Chief Judge of Edo State, Justice Esohe Ikponmwen made this known during a valedictory court session held in his honour on Thursday at the High Court of Justice in Benin City, Edo State.
The session attracted legal luminaries from across the country, who gathered to pay their last respects to the foremost jurist, first Bini indigene to become a Supreme Court Justice, who participated in a total of 658 judgements while at the apex court.
Declaring the court session open, Chief Judge of Edo State, Justice Esohe Ikponmwen, who was represented by Justice Ikpomwonba Ehigiamusoe, recounted landmark judgements of the late justice and extolled his sagacity on the bench.

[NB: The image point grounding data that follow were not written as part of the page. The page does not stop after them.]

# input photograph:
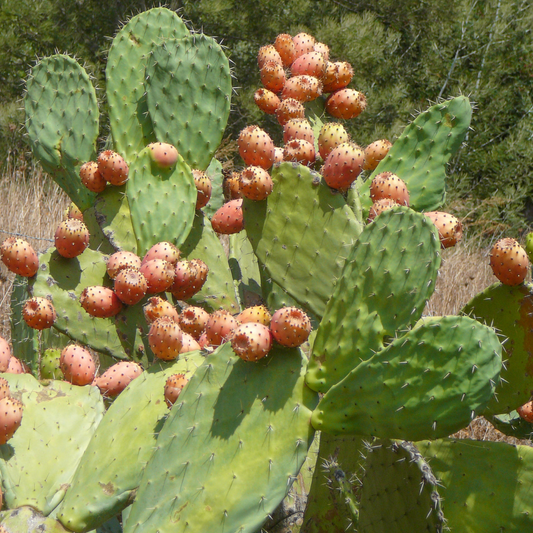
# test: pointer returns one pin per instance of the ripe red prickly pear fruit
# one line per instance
(162, 250)
(251, 341)
(164, 155)
(345, 103)
(159, 275)
(299, 151)
(173, 387)
(130, 286)
(289, 108)
(389, 185)
(19, 257)
(100, 302)
(266, 101)
(284, 44)
(90, 177)
(193, 320)
(203, 187)
(113, 168)
(272, 76)
(5, 354)
(375, 152)
(71, 238)
(449, 227)
(219, 327)
(256, 183)
(10, 418)
(509, 261)
(256, 147)
(39, 313)
(77, 365)
(165, 338)
(343, 165)
(119, 260)
(229, 218)
(117, 377)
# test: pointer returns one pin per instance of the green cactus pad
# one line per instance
(112, 466)
(302, 231)
(429, 383)
(131, 125)
(230, 449)
(485, 486)
(38, 462)
(161, 201)
(189, 95)
(218, 291)
(509, 310)
(62, 122)
(388, 278)
(399, 492)
(419, 156)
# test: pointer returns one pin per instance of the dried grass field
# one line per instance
(32, 206)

“He was a man of great intellect and wisdom, a passionate and erudite icon of the bench, among the finest and the best. His lordship will always be remembered for his deep knowledge of the law and as an advocate of morality, integrity, excellence and a strong defender of the rule of law,” Justice Ikponmwen said.

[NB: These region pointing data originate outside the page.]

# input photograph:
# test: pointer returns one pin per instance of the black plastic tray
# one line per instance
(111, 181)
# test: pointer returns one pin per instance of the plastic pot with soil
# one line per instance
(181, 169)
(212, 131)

In their tributes, Chief Justice of the Federation, Justice Walter Onnoghen, who was represented by Justice Ejembi Eko, Attorney General of Edo State, Professor Yinka Omoregbe, and the Chairman Nigeria Bar Association, Edo State chapter, Mr. Ede Asenoguan, all spoke glowingly of the man, Andrews Otutu Obaseki. They described him as a jurist par-excellence and a legal icon who had passion for justice and fairness, evidenced in his landmark judgements.
The nephew of the deceased and Governor of Edo State, Mr. Godwin Obaseki, said he was taught the value of hard work by his late uncle, and as a way to sustain the legacy he left behind, he would strengthen the state judiciary to play its role in the development of the state.

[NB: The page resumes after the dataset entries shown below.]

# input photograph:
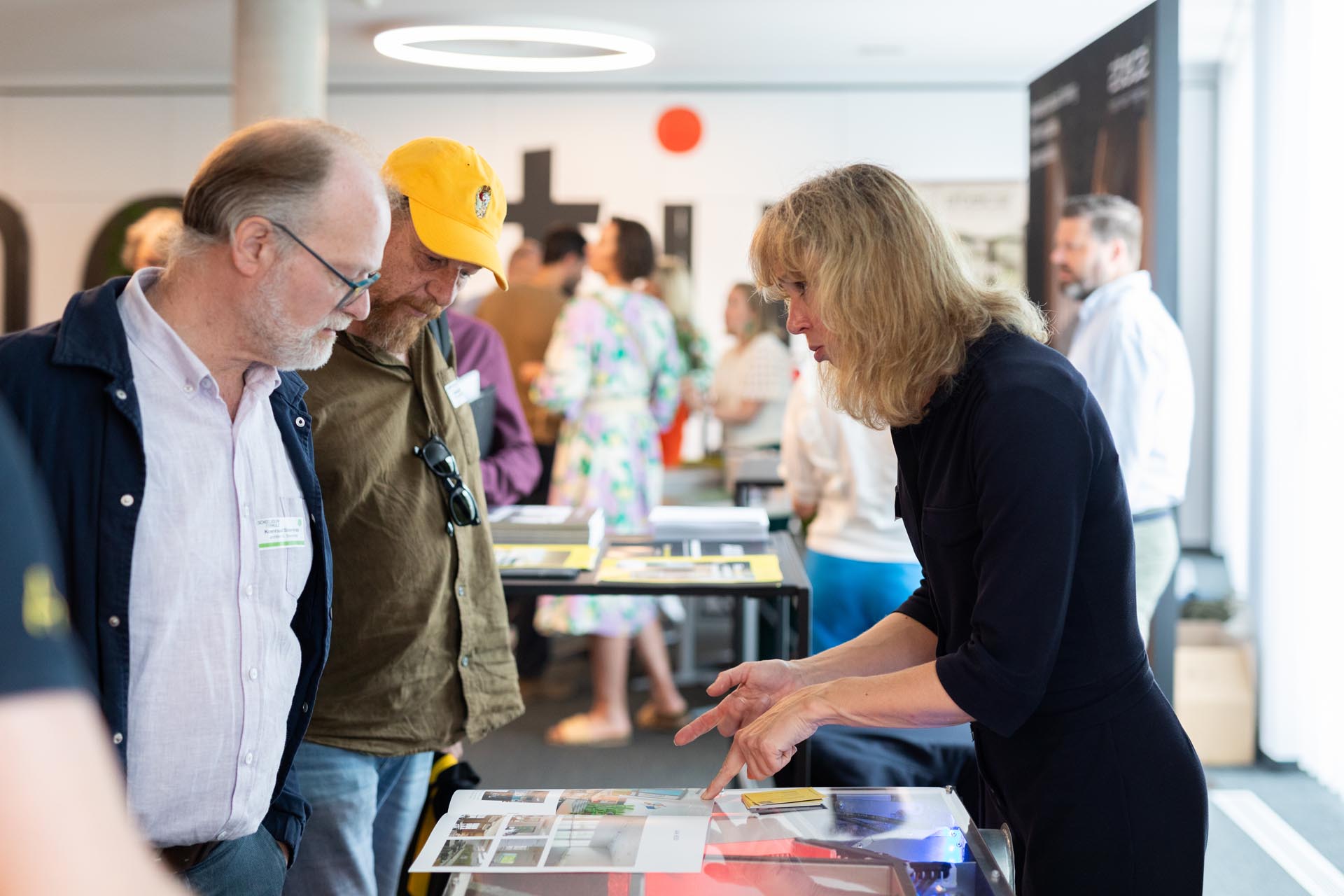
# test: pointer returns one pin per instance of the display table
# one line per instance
(790, 596)
(902, 841)
(793, 594)
(757, 470)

“I will ensure we strengthen the judiciary to play the role it ought to play in the society. I understand the implication of not having a good judiciary, where judges are not paid and work in an environment that is not conducive to work, such a system will affect the dispensation of justice,” he said
Obaseki assured the judiciary that his administration understands the importance of the rule of law and justice in the society and would ensure the judiciary receives the necessary support to enable it dispense justice.
Recounting his experience under his late uncle, Governor Obaseki said he was a child of the judiciary as he had the privilege and rare opportunity to grow under the tutelage of the late Andrews Otutu Obaseki, with whom he attended court sessions.
“He has instilled great virtues and values in us. He stood for the truth and represented the truth, which does not change. He was a man of integrity, and we carried ourselves as such. He taught us simplicity and humility and fairness, when you are wrong, you are wrong.”
To allow for the removal of Late Justice Obaseki’s remains from the High Court well, a Motion on Notice was moved by the Edo State Attorney General, Professor Yinka Omoregbe, and Chief Judge of the State, Justice Esohe Ikponmwen ruled in favour of the motion on notice.
Gov. Godwin Obaseki of Edo State, addressing the court during the valedictory court session held in honour of Late Justice Andrews Otutu Obaseki, in Benin City on Thursday.